C'est de cette réalité là que nous devons apprendre. Celle qui transcende ce qu'il y a de plus pur en nous. Je ne vois le réalisme que de ce point de vue là : une nécessité absolue et sincère. Le reste n'est que bavardage. Et c'est ce dont manquent les films cruellement. La plupart du temps je me demande toujours pourquoi et surtout comment cette personne a pu faire ce film. Lorsqu'on ne se pose pas la question, le film est déjà presque réussi. On ne devrait faire un film, et c'est valable pour n'importe quelle forme de création, que par nécessité absolue. Il n'y a pas de sujets plus nobles que d'autres tant que l'on parle de ce que nous sommes. Mais doit on pour autant négliger la forme ? Il y a une certaine tendance du cinéma français à faire une lumière laide, une photo quasi inexistante sans parti pris esthétique. Et c'est la même chose pour la mise en scène. Parce que la course au financement a sacralisé une certaine forme de scénario ou plutôt de sujets et de modes de traitement. Faut il faire des films pour qu'ils soient financés ou parce que l'on a quelque chose à dire ? L'éternelle question et rapport de force du cinéma et de l'industrie.
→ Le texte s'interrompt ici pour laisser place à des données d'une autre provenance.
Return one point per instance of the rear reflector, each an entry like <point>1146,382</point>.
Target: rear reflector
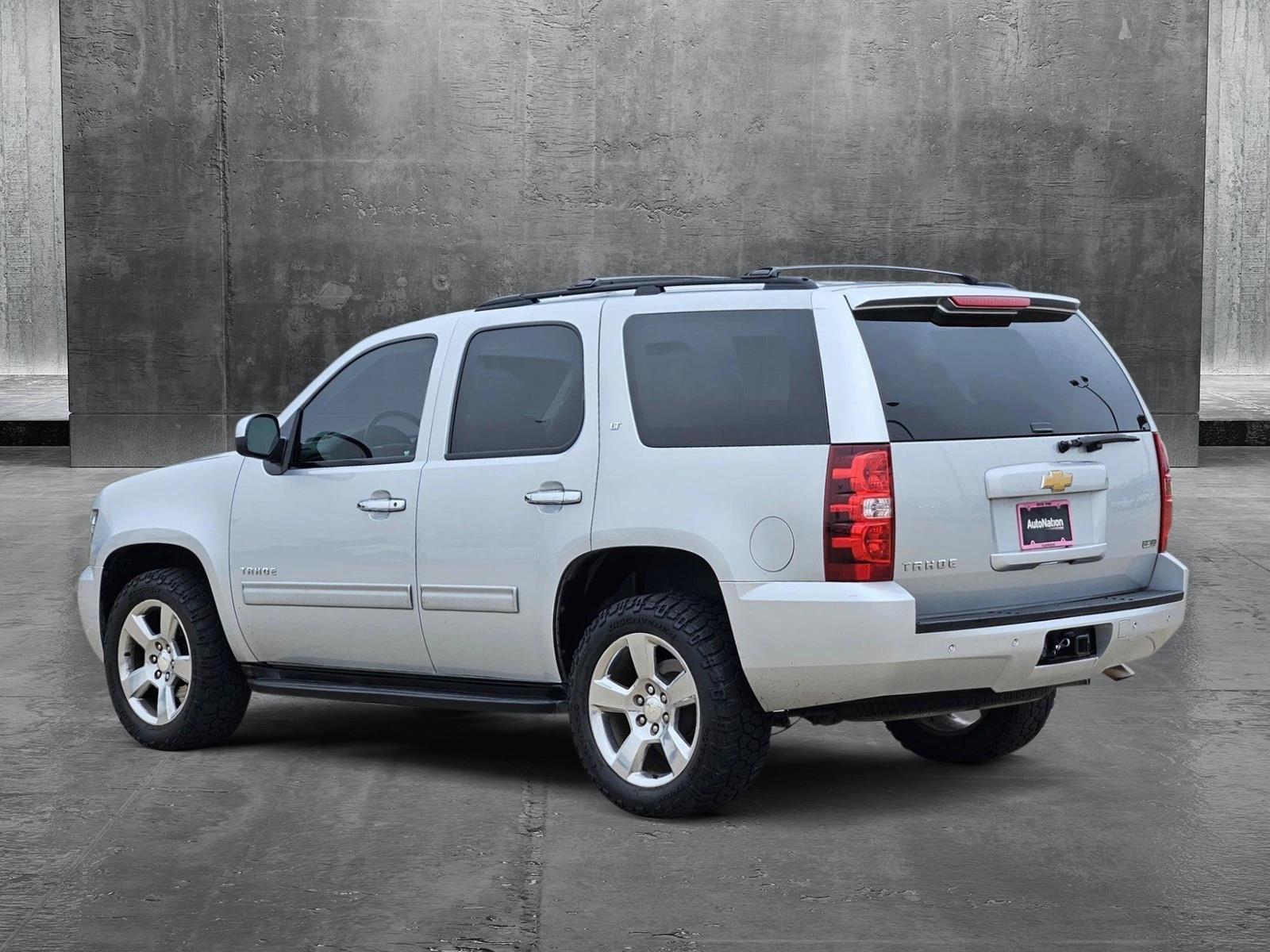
<point>859,514</point>
<point>1166,493</point>
<point>991,302</point>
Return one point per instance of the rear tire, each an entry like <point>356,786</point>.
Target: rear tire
<point>173,679</point>
<point>686,757</point>
<point>997,731</point>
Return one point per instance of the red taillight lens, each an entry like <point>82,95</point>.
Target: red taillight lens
<point>992,302</point>
<point>1166,493</point>
<point>859,514</point>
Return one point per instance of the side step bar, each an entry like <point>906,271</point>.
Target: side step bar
<point>410,689</point>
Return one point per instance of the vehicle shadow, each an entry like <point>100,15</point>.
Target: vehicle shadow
<point>818,771</point>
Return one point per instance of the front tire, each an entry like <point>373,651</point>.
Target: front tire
<point>662,716</point>
<point>173,679</point>
<point>958,740</point>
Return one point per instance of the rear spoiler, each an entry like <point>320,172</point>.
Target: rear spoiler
<point>979,310</point>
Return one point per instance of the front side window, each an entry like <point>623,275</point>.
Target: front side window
<point>371,410</point>
<point>520,393</point>
<point>725,378</point>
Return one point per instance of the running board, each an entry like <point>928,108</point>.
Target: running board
<point>410,689</point>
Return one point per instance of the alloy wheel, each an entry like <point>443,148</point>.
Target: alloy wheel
<point>643,710</point>
<point>154,663</point>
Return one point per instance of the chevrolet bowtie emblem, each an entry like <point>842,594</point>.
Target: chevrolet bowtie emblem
<point>1056,480</point>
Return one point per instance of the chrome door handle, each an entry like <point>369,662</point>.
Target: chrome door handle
<point>554,497</point>
<point>381,505</point>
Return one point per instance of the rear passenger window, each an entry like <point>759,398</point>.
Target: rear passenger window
<point>520,393</point>
<point>725,378</point>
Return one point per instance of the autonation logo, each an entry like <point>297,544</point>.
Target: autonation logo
<point>1047,524</point>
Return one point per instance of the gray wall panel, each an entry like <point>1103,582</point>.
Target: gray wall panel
<point>32,258</point>
<point>395,159</point>
<point>144,198</point>
<point>1237,234</point>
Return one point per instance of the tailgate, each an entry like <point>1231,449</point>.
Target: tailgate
<point>995,507</point>
<point>958,513</point>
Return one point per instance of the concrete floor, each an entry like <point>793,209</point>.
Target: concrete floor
<point>1138,819</point>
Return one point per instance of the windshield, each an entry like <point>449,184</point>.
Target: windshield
<point>1024,380</point>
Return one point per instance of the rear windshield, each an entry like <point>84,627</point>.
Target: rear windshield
<point>1029,378</point>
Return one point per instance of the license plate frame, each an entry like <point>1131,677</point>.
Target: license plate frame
<point>1045,536</point>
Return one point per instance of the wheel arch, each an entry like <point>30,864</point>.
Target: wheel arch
<point>127,562</point>
<point>602,577</point>
<point>137,551</point>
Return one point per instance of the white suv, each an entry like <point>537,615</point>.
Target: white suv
<point>679,508</point>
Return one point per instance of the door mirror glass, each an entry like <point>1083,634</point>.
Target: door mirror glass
<point>257,436</point>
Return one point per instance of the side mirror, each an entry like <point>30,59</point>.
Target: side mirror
<point>257,436</point>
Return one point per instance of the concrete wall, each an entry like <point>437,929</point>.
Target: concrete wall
<point>254,186</point>
<point>32,259</point>
<point>1237,209</point>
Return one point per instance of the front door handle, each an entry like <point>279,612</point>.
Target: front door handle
<point>554,497</point>
<point>381,505</point>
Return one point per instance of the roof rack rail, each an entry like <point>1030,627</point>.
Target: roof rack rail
<point>760,273</point>
<point>641,285</point>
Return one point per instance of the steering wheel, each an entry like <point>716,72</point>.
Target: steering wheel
<point>413,419</point>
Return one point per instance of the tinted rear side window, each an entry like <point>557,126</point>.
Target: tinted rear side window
<point>725,378</point>
<point>520,393</point>
<point>939,382</point>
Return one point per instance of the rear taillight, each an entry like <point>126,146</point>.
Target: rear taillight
<point>859,514</point>
<point>1166,493</point>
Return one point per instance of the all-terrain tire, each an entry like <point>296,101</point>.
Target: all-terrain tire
<point>732,730</point>
<point>999,731</point>
<point>219,691</point>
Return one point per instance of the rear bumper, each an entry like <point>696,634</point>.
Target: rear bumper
<point>816,643</point>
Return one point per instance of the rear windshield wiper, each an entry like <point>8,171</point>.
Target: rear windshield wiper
<point>1095,443</point>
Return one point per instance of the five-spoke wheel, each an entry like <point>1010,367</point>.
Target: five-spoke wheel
<point>662,715</point>
<point>643,708</point>
<point>156,670</point>
<point>173,679</point>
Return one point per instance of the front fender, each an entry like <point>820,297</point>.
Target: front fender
<point>186,505</point>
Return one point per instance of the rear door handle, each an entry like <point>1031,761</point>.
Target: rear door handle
<point>381,505</point>
<point>554,497</point>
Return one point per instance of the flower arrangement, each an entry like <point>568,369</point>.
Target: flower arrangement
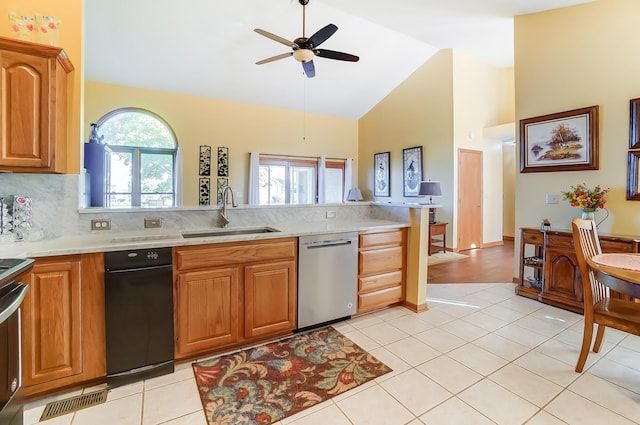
<point>580,196</point>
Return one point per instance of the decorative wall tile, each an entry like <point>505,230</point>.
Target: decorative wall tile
<point>223,161</point>
<point>221,184</point>
<point>204,184</point>
<point>205,161</point>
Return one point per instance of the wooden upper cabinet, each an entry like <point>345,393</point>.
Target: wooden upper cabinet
<point>33,109</point>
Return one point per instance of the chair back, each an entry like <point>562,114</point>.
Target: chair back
<point>587,245</point>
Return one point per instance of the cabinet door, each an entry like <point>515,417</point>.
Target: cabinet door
<point>25,111</point>
<point>52,322</point>
<point>562,280</point>
<point>209,309</point>
<point>270,298</point>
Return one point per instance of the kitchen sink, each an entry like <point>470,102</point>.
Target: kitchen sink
<point>229,232</point>
<point>145,238</point>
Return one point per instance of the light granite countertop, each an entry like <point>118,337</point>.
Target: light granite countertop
<point>104,241</point>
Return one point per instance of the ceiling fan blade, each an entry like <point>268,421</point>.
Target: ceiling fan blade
<point>274,58</point>
<point>322,35</point>
<point>276,38</point>
<point>331,54</point>
<point>309,69</point>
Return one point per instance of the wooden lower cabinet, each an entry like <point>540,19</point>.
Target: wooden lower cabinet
<point>230,294</point>
<point>381,269</point>
<point>63,326</point>
<point>200,294</point>
<point>270,298</point>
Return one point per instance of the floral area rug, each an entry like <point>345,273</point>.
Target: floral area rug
<point>265,384</point>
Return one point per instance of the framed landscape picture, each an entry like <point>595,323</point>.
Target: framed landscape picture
<point>412,170</point>
<point>564,141</point>
<point>381,174</point>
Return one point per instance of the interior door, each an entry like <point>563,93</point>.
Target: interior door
<point>469,199</point>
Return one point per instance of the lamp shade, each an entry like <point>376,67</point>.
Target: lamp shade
<point>430,188</point>
<point>354,195</point>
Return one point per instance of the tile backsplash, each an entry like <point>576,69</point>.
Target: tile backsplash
<point>56,210</point>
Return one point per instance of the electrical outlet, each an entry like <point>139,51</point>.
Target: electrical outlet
<point>101,224</point>
<point>152,223</point>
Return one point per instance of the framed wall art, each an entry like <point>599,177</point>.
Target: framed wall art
<point>204,163</point>
<point>381,174</point>
<point>204,185</point>
<point>564,141</point>
<point>222,182</point>
<point>411,170</point>
<point>223,162</point>
<point>634,137</point>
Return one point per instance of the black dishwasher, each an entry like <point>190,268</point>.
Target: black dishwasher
<point>138,314</point>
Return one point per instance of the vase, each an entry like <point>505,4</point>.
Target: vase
<point>589,214</point>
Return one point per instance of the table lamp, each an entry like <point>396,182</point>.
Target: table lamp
<point>354,195</point>
<point>430,189</point>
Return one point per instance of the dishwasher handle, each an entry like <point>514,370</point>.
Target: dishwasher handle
<point>328,244</point>
<point>139,269</point>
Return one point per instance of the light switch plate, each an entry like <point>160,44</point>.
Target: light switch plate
<point>152,223</point>
<point>101,224</point>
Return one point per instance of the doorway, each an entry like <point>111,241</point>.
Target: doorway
<point>469,199</point>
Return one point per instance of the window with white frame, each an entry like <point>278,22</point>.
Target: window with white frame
<point>288,180</point>
<point>140,161</point>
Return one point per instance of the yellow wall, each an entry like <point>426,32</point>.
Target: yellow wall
<point>241,127</point>
<point>71,30</point>
<point>449,98</point>
<point>419,112</point>
<point>589,58</point>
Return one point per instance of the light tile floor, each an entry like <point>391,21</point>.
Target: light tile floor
<point>479,355</point>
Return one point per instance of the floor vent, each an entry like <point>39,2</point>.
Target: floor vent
<point>73,404</point>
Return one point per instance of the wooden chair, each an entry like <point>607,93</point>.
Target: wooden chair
<point>599,308</point>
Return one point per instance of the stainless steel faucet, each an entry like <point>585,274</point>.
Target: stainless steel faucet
<point>224,220</point>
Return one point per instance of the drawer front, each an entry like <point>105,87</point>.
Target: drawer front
<point>194,257</point>
<point>380,260</point>
<point>536,238</point>
<point>373,283</point>
<point>368,240</point>
<point>379,299</point>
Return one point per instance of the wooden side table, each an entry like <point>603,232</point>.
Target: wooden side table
<point>437,229</point>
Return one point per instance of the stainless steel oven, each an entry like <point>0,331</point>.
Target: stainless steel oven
<point>12,293</point>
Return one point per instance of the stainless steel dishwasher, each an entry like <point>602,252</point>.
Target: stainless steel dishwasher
<point>138,314</point>
<point>327,278</point>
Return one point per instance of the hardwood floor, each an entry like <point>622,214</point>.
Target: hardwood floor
<point>486,265</point>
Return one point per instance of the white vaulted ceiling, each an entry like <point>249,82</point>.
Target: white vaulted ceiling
<point>208,47</point>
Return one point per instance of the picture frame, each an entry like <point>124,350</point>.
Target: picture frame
<point>204,187</point>
<point>564,141</point>
<point>633,176</point>
<point>634,119</point>
<point>381,174</point>
<point>411,170</point>
<point>204,161</point>
<point>223,161</point>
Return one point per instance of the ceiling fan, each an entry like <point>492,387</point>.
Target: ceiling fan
<point>305,49</point>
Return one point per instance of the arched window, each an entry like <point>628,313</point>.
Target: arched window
<point>140,160</point>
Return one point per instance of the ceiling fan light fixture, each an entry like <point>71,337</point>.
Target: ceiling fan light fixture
<point>303,55</point>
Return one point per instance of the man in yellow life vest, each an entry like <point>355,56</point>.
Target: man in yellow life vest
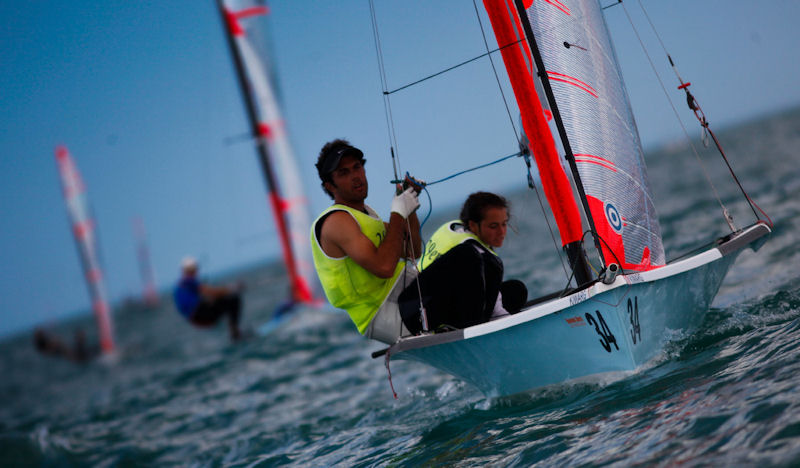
<point>461,280</point>
<point>360,259</point>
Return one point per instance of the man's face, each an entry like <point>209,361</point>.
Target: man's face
<point>492,228</point>
<point>349,181</point>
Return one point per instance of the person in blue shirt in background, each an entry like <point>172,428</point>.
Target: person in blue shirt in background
<point>204,305</point>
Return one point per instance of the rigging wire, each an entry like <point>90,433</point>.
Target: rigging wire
<point>494,69</point>
<point>701,117</point>
<point>725,212</point>
<point>387,107</point>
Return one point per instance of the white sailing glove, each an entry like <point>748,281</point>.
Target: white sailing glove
<point>405,203</point>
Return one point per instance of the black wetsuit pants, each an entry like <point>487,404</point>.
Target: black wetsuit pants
<point>458,290</point>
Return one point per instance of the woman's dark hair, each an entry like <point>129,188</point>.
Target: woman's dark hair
<point>476,204</point>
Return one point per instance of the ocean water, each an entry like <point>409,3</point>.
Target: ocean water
<point>309,394</point>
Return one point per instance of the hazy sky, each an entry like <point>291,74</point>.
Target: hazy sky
<point>144,96</point>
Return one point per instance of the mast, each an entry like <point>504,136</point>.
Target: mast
<point>551,100</point>
<point>83,229</point>
<point>268,132</point>
<point>576,64</point>
<point>517,59</point>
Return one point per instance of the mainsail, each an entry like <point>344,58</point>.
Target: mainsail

Mais si le cinéma est une industrie il ne doit pas pour autant oublier qu'il est un art. Peu importe au fond cet agacement que j'éprouve puisqu'il est le moteur d'une certaine idée du cinéma pour laquelle je me battrais toujours, d'une certaine idée de mon cinéma.

Plus longtemps encore que ce 21 Octobre 1992, ma grand mère m'amena pour la première fois  au cinéma. Je devais avoir 5 ou 6 ans et découvris avec émerveillement Blanche Neige. C'était aussi  au Nouveau Paris, qui était situé à la rue pavillon dans le premier arrondissement de Marseille. Non, vraiment il n'y a pas de hasard dans le hasard.